Common issues during testing:

  • No records found: Your filter formula timing window may be too narrow. Widen it temporarily for testing.
  • Slack message is empty: Check that your field mappings point to the correct Airtable module output. Make.com's module outputs are numbered, so if you added or removed modules, the references may have shifted.
  • Duplicate notifications: Your Notification Sent checkbox is not being set correctly, or the Airtable automation that resets it is firing too aggressively.

What This Looks Like in Practice

Once deployed, here is the daily experience for your team:

  • An operations lead updates a shipping ETA in Airtable. Within 5 minutes, the #operations Slack channel gets a formatted message: "Record Updated: Order #4521 | Status: Delayed | New ETA: April 2 | Open in Airtable [link]."
  • A product manager changes a launch date.

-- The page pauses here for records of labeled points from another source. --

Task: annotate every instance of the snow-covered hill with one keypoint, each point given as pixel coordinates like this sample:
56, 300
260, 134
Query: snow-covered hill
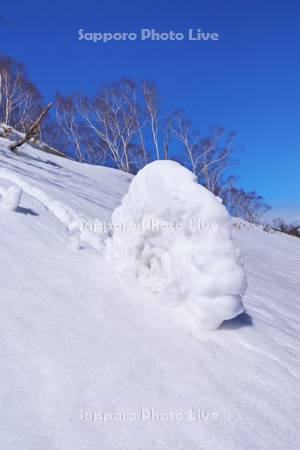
89, 363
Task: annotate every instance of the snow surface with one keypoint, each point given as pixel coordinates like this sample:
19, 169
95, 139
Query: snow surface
174, 237
77, 345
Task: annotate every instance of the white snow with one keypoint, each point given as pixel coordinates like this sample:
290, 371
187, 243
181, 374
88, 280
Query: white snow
10, 198
78, 346
174, 237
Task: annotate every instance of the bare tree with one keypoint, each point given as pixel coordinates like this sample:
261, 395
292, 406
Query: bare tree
152, 102
115, 117
20, 100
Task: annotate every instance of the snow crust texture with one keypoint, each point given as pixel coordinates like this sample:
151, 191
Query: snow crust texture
174, 237
10, 198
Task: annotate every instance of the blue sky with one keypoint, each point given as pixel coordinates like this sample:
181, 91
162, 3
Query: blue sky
248, 81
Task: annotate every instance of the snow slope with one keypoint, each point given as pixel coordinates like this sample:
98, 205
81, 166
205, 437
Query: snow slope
78, 346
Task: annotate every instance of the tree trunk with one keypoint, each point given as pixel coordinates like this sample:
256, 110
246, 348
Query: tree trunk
33, 130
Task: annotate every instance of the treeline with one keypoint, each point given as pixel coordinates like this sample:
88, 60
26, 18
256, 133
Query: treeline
125, 126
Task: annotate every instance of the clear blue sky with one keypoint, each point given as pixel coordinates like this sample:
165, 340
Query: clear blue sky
248, 81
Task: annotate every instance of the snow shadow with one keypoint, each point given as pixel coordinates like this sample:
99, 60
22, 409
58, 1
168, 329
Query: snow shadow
26, 211
240, 321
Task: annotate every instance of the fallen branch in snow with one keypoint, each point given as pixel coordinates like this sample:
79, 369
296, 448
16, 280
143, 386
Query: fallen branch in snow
33, 130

The #product channel surfaces it with the old and new dates.
  • A sales rep moves a deal to "Closed Won." The #sales channel gets a notification with deal value and customer name, and the team reacts with emoji -- because they actually saw it, instead of finding out three days later during a standup.

The total Make.com cost for a team processing 200 Airtable changes per day across three tables: roughly 6,200 operations per month (200 changes x 31 days x 1 search + 1 Slack post + 1 update per change). That fits comfortably within Make.com's Core plan at $10.59/month for 10,000 operations.

For a 30-minute setup and $10/month, you get real-time operational visibility that eliminates the "I didn't know that changed" problem entirely. No more missed updates, no more stale context in standups, and no more manually checking Airtable to see what happened overnight.